Figure 2. SipA localizes to the periplasmic space. Immunoblotting of whole-cell lysates (WC) and soluble fractions from a V. cholerae strain containing a chromosomal 6×his-tagged sipA. The membrane was probed with anti-FLAG and anti-His antibodies. Tsp-FLAG and Crp-FLAG were used as markers for the periplasmic (P) and cytoplasmic (C) fractions, respectively.
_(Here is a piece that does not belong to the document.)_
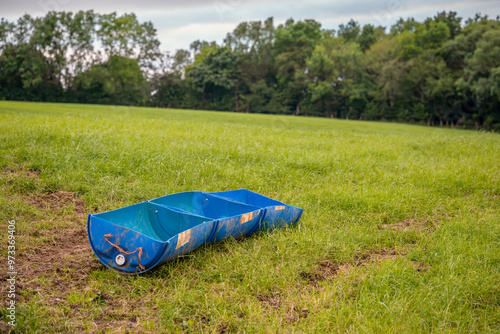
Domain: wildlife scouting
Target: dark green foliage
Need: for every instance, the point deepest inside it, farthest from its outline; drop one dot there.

SipA Physically Interacts With OmpA
Previous studies on the SipA homologs showed that they interact with outer membrane proteins (OMPs). YgiW interacts with OmpF in E. coli, while YdeI interacts with OmpD in S. enterica (Pilonieta et al., 2009). Therefore, we were interested in determining if SipA also interacted with an OMP in V. cholerae. Initially, to identify potential interaction partners, SipA was overexpressed from a plasmid and used to coimmunoprecipitate proteins after crosslinking. Bound proteins were identified using mass spectrometry. Although other studies hypothesized that SipA may interact with OmpU (Pilonieta et al., 2009), no OmpU fragments were identified in this pilot study. However, OmpA fragments were found (data not shown). To determine if SipA physically interacts with OmpA, we first performed far-western analysis. V. cholerae overexpressing FLAG-tagged OmpA was fractionated to isolate the outer membrane (OM) fraction. Increasing concentrations of OM fraction were separated by SDS-PAGE, transferred to a nitrocellulose membrane, and probed with purified His-tagged SipA. After incubation, bound SipA was detected using anti-His antibodies. We also performed an identical experiment in wild type cells expressing native levels of OmpA. We observed that, with increasing amounts of loaded protein, increased SipA was detected binding to the blot (Figure 3A). Importantly, the observed bands corresponded to the molecular weight of OmpA (35.5 kDa), which we could detect using an anti-FLAG antibody in the samples that were also subjected to far-western blotting (Supplementary Figure S2). We also observed faint bands corresponding to the size of OmpA in the wild type background. In addition, we detected bands of a lower molecular weight in both backgrounds. This could either represent a degradation product of OmpA that cannot be detected using the FLAG antibody or another potential interaction partner that remains to be identified.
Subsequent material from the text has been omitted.